Regulating non-invasive prenatal testing (NIPT) for fetal sex determination

Associate Professor Michelle Taylor-Sands, Ms Chanelle Warton

1Melbourne Law School

In Australia, some areas of reproductive medicine are regulated beyond the general regulation of health practitioners. However, there are inconsistencies within the current regulatory landscape of reproductive genetic testing. There is currently a national moratorium on the use of preimplantation genetic testing (PGT) for non-medical sex selection. By way of contrast, there is no regulation directly limiting access to non-invasive prenatal testing (NIPT) in Australia. NIPT could therefore be used to detect the sex of a fetus, enabling parents to terminate a fetus of a particular sex.

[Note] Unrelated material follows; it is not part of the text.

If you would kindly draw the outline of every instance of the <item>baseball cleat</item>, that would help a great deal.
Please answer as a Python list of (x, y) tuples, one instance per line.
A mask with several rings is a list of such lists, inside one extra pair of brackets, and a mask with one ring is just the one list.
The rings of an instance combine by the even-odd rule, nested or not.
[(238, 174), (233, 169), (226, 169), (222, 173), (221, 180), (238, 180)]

The ethical concerns raised by non-medical sex selection using PGT are relevant to NIPT. These include negative impacts on society, gender essentialism, the welfare of the child, and the slippery slope of ‘designer babies’. There are also significant differences between preimplantation and prenatal testing. Most notably, a fetus is a part of a pregnant woman and they both share fetal information, whereas an ART embryo is formed outside the woman’s body. Also, selection using PGT involves potential destruction of an early-stage embryo compared with a fetus terminated during pregnancy following NIPT.

In this paper, we explore the ethical concerns raised by non-medical sex selection and highlight the ethically significant differences between PGT and NIPT. We examine the rationale for regulating reproductive medicine and argue that regulation should not unduly restrict access to NIPT. However, using PGT as a comparator, we argue that a facilitative approach to regulating NIPT can support prospective parents in making informed reproductive choices about sex selection that are ethically and emotionally complex.


Biography:

Michelle is Associate Professor and Director of the Health Law and Ethics Network and the Health and Medical Law Masters at Melbourne Law School. She is also a legal member of the Victorian Mental Health Tribunal. She specialises in health law and bioethics, with a focus on regulating reproductive health.

Chanelle is a doctoral candidate at the Monash Bioethics Centre, Monash University. She also holds a Master of Public Health from the University of Melbourne. Her current research examines the reproductive autonomy of parents in the context of prenatal genetic testing.